Como en una película de Christopher Nolan, me imaginé a mí mismo en esa grada y retrocedí a varias imágenes de mi vida reciente. A las dos veces que he visto ganar al Valencia en el Camp Nou desde que vivo en Barcelona y hube de reprimir el júbilo por los goles que marcamos y la tristeza por los que encajamos. Al día que, en Cornellá-El Prat, en un palco de empresa al que me habían invitado unos buenos amigos, un energúmeno me recriminó que hiciera un tímido gesto cuando Soldado marcó un tanto que certificaba una remontada y me dedicó un corte de mangas cuando, en la jugada siguiente, Víctor Ruiz la cagó para que empatara el Espanyol. A la noche en que al Valencia de Gary Neville, el Barça le metió siete y al comentarista deportivo ascendido a entrenador por obra y gracia de Peter Lim no se le ocurrió mejor idea que sacar al pobre Cheryshev, poco después de que este hubiera sido el causante involuntario de la eliminación del Madrid, lo que provocó que todo el estadio (menos yo) cantara con inquina “Cheryshev, te quiero”.
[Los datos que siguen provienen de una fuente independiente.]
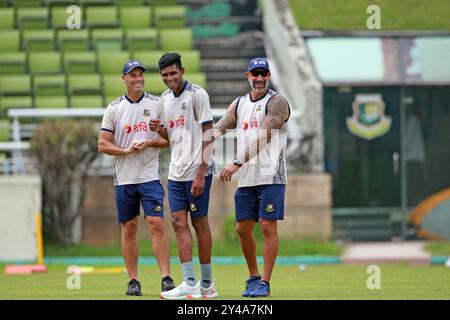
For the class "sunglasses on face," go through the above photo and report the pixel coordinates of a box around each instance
[250,70,269,78]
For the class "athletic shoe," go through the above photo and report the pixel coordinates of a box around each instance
[197,281,219,299]
[250,280,270,298]
[160,281,202,300]
[242,276,261,297]
[161,276,175,291]
[126,279,142,296]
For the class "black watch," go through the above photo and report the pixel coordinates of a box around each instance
[233,159,242,168]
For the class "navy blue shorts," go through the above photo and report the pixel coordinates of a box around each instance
[167,175,212,218]
[115,180,164,223]
[234,184,286,222]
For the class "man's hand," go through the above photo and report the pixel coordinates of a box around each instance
[191,174,205,197]
[220,164,239,182]
[123,140,138,156]
[149,119,161,132]
[133,139,153,152]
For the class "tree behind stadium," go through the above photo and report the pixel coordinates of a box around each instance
[31,119,98,245]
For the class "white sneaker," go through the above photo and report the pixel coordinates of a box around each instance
[160,281,202,300]
[200,281,219,299]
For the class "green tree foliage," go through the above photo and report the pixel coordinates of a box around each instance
[31,119,98,245]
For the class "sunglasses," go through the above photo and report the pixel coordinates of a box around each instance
[250,70,269,78]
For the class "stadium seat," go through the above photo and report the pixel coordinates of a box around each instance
[0,8,15,30]
[34,96,69,109]
[154,6,186,29]
[184,72,207,89]
[0,52,27,74]
[133,50,164,73]
[116,0,146,7]
[17,7,48,30]
[97,51,130,75]
[44,0,78,9]
[125,29,158,51]
[149,0,179,6]
[0,120,11,142]
[0,74,32,96]
[28,52,61,74]
[0,30,20,52]
[10,0,43,8]
[22,30,55,51]
[159,28,192,51]
[33,74,66,96]
[103,75,126,99]
[67,74,102,96]
[91,29,123,51]
[63,51,97,74]
[50,3,79,29]
[0,97,33,119]
[70,96,105,108]
[85,6,119,28]
[177,50,200,73]
[144,73,167,95]
[79,0,114,7]
[57,30,89,51]
[119,7,152,29]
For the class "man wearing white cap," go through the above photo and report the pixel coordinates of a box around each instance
[214,58,290,298]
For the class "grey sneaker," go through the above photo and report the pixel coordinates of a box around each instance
[126,279,142,296]
[161,276,175,291]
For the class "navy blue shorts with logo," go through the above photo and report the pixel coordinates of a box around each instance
[167,175,212,218]
[234,184,286,222]
[115,180,164,223]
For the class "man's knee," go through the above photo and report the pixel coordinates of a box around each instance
[122,219,138,237]
[170,215,187,233]
[192,217,209,233]
[260,220,277,237]
[235,221,253,236]
[146,217,164,234]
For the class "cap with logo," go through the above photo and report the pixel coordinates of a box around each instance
[122,60,147,75]
[247,58,270,71]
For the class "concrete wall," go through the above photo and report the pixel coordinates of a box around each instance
[0,175,41,261]
[82,173,332,244]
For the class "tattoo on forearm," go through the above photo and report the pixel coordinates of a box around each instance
[239,95,289,162]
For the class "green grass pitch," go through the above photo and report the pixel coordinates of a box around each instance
[0,263,450,300]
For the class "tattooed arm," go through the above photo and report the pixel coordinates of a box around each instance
[214,99,238,138]
[220,95,289,182]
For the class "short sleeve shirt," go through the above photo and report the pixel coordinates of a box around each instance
[101,92,161,185]
[161,81,215,181]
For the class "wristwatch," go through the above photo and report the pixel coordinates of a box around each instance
[233,159,242,168]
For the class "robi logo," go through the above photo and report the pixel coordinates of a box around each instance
[242,121,248,130]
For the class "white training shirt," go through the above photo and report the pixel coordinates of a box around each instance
[101,92,161,185]
[236,89,288,187]
[160,81,215,181]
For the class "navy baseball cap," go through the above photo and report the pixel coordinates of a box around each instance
[247,58,270,71]
[122,60,147,75]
El montaje de Nolan me devolvió de nuevo al presente para pensar que en aquella gente. Tipos que se han hecho un millar de kilómetros (y les quedan otros 1.000 de vuelta, que serán un tormento si se pierde) en AVE, avión o coche para vivir la final de la década en la clandestinidad, infiltrados entre las tropas enemigas, que solo pueden exteriorizar su euforia cuando los demás se han marchado, que han vivido el partido escuchando insultos hacia los jugadores que veneran y que ven faltas y tarjetas donde no las hay, que han reprimido el éxtasis. Definitivamente, ellos no habían visto la final como nosotros, protegidos por la militancia común, abrazados a desconocidos que, sin embargo, esa noche son tus mejores amigos, como en una noche de borrachera simpática. El abrazo, la alegría, para un infiltrado, son gestos de debilidad e imprudencia.

La lástima es que solo los viera yo. Que nadie de los cientos de personas que había sobre el césped reparara en que, en la zona opuesta del estadio, había unos héroes que merecían, más que nosotros, tenerlos más cerca y compartir con ellos una noche inolvidable.